Or, en quatre ans à peine, 1 200 salariés ont déjà été licenciés. En supprimer 1 233 supplémentaires, dont plus de la moitié des effectifs du site de Lannion et un bon tiers de celui de Nozay, il y a en effet de quoi enrager.
La filière R&D déstructurée
Évoquant le CSE qui s'est tenu le 7 juillet, un élu CFE-CGC cite le maître-mot, « défragmentation » (sic) employé par la direction Nokia pour justifier sa stratégie de regroupement des petits sites sur de plus grands sites. En fait, « l'objectif est très clair, c'est la déstructuration totale de Nokia France, de sa R&D qui va être délocalisée en Pologne, en Inde, mais aussi dans des pays à hauts coûts comme l'Allemagne, la Finlande et les États-Unis, alors que Nokia n'est pas en difficulté et que nous réalisons 900 millions d'euros de chiffre d'affaires en France », s'insurge l’élu.

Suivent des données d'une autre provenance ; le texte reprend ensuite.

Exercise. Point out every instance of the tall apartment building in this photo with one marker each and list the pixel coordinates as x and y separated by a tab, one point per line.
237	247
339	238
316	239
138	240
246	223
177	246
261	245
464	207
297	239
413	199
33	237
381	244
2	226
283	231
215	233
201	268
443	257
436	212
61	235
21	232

Intervenant au titre de la fédération de la métallurgie CGT, Stéphane Flégeot dénonce ce énième PSE incompréhensible et d'autant plus scandaleux que Nokia France a largement bénéficié de fonds publics depuis le rachat d'Alcatel-Lucent. En l'occurrence de 280 millions d'euros de CIR en quatre ans, rien de moins.
Stéphane Flégeot, FTM-CGT
Un courroux partagé par le secrétaire général de la CFDT, Laurent Berger, qui dénonce, lui, une direction de « margoulins qui ne respectent pas leurs engagements », réclamant dans la foulée le retrait du PSE et le remboursement des aides publiques.
Laurent Berger, CFDT
Difficile donc d'imaginer le démantèlement d'une entreprise, de sa R&D avec ses qualifications et compétences accumulées, dans un secteur qui a montré son importance stratégique durant toute la période de confinement, et pour lequel l'État a investi. Celui-ci est dorénavant directement interpelé.